Queering grief means showing up in all our messy glory
This article is from the six-part Queering Death series I wrote for Canadian LGBTQ2S+ news and culture site Xtra. You can find the first article in the series, an interview with me, here.
I once bought a grieving friend a cake with “I’m sorry your mom died” written on the top, each word spelled out in icing in the baker’s careful cursive lettering. I’d never ordered a death-themed cake from the local bakery before, but this particular moment called for one. “I wish someone would buy me a cake,” my friend told me while recounting all she’d been doing since her mother’s death to settle her affairs, care for other family members and grieve the loss of a parent with whom she’d had a complicated relationship. “You deserve a cake when your mom dies!,” I replied emphatically, remembering how I felt when my own mom died several years earlier. While some people might prefer a sympathy card, cake was a fitting choice for my friend, who was known in our local queer community for hosting an annual cake-themed party. Two mutual friends and I presented her with the “I’m sorry your mom died” cake at a small dinner we hosted in her honour. There, we shared stories and cried together, feasting on fried chicken and cake as we co-created a space where grief was welcome and held with care.

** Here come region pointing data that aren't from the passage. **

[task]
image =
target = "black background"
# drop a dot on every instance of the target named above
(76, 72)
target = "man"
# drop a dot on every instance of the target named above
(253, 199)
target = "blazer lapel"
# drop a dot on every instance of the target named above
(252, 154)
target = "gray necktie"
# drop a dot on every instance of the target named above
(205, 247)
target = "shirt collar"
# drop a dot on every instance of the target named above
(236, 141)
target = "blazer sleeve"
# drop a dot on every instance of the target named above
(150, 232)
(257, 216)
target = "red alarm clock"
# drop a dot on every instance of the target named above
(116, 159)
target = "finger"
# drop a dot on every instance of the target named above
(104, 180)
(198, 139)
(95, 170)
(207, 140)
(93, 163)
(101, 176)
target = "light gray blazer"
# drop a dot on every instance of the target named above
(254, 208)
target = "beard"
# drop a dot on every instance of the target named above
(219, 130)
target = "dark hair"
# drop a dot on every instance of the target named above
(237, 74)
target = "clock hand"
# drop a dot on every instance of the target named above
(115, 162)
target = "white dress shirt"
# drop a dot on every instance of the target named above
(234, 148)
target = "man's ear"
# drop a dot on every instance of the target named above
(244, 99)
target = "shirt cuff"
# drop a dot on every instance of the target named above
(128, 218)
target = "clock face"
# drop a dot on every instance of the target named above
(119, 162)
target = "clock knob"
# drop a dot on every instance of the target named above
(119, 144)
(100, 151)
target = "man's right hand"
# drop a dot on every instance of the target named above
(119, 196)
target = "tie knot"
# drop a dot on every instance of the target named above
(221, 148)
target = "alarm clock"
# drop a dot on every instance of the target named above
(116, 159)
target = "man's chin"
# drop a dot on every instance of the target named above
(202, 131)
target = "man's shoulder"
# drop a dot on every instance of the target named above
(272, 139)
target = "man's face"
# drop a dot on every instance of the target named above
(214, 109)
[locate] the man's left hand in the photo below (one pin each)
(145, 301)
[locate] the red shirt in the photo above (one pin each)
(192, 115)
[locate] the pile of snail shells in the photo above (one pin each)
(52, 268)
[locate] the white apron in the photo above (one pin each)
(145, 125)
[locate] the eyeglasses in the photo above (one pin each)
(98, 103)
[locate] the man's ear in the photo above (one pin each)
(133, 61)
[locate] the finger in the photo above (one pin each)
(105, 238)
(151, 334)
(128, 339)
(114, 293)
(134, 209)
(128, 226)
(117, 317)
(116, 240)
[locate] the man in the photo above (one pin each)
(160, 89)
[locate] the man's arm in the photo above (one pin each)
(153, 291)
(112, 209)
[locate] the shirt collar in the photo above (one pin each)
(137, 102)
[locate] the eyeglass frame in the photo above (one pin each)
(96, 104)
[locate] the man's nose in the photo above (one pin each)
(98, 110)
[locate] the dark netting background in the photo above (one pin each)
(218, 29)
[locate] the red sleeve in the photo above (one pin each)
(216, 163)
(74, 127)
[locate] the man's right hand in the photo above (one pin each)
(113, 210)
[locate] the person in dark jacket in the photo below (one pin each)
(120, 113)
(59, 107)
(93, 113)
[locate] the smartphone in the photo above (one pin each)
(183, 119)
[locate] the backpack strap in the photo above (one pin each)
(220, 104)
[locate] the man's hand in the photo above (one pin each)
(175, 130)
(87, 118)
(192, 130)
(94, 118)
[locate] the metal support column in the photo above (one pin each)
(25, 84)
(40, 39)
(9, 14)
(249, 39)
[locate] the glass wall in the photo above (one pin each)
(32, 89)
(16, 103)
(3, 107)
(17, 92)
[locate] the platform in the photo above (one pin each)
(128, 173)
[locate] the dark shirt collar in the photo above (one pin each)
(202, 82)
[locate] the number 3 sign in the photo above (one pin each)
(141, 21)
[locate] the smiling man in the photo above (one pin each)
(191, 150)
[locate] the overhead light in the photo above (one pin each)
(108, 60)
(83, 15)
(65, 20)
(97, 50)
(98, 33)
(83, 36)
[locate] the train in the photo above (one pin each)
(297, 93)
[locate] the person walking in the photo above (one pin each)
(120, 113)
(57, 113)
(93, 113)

“There are a million ways to grieve, as many ways as there are people,” says Stefanie Lyn Kaufman-Mthimkhulu, a Providence, Rhode Island-based disability justice educator and organizer. I agree with Kaufman-Mthimkhulu, yet we’re often bombarded with implicit and explicit messages telling us there’s a “right” way to grieve. These messages convey the idea that grief happens in discrete, linear stages—a common misinterpretation of the five stages of grief Dr. Elisabeth Kübler-Ross first wrote about in her 1969 book, On Death and Dying. Certain ways of expressing our grief are deemed socially acceptable, while others are pathologized or punished. Even who or what the wider society allows us to grieve is subject to restrictions and judgments—just ask any LGBTQ2S+ person who’s tried to get bereavement leave when a member of our chosen family dies. When we’re grieving, we’re often pressured to “get over” our grief and “return to normal,” an impossibility when we’ve been transformed by loss.
I sometimes wonder if the urge to slot grief into a series of discrete, predictable steps is driven by a desire to control something powerful that moves with its own force and energy. Yet, like queerness itself, grief resists our attempts to restrict or control it. Queering grief is an opportunity to resist and transform dominant narratives about grief and collectively imagine how we might build a world where we feel abundantly supported when we’re grieving. Instead of being told to get over it or that our grief isn’t valid, we’d have the time, space, resources and permission we need to let our grief unfurl into its fullest expressions, for as long as we need.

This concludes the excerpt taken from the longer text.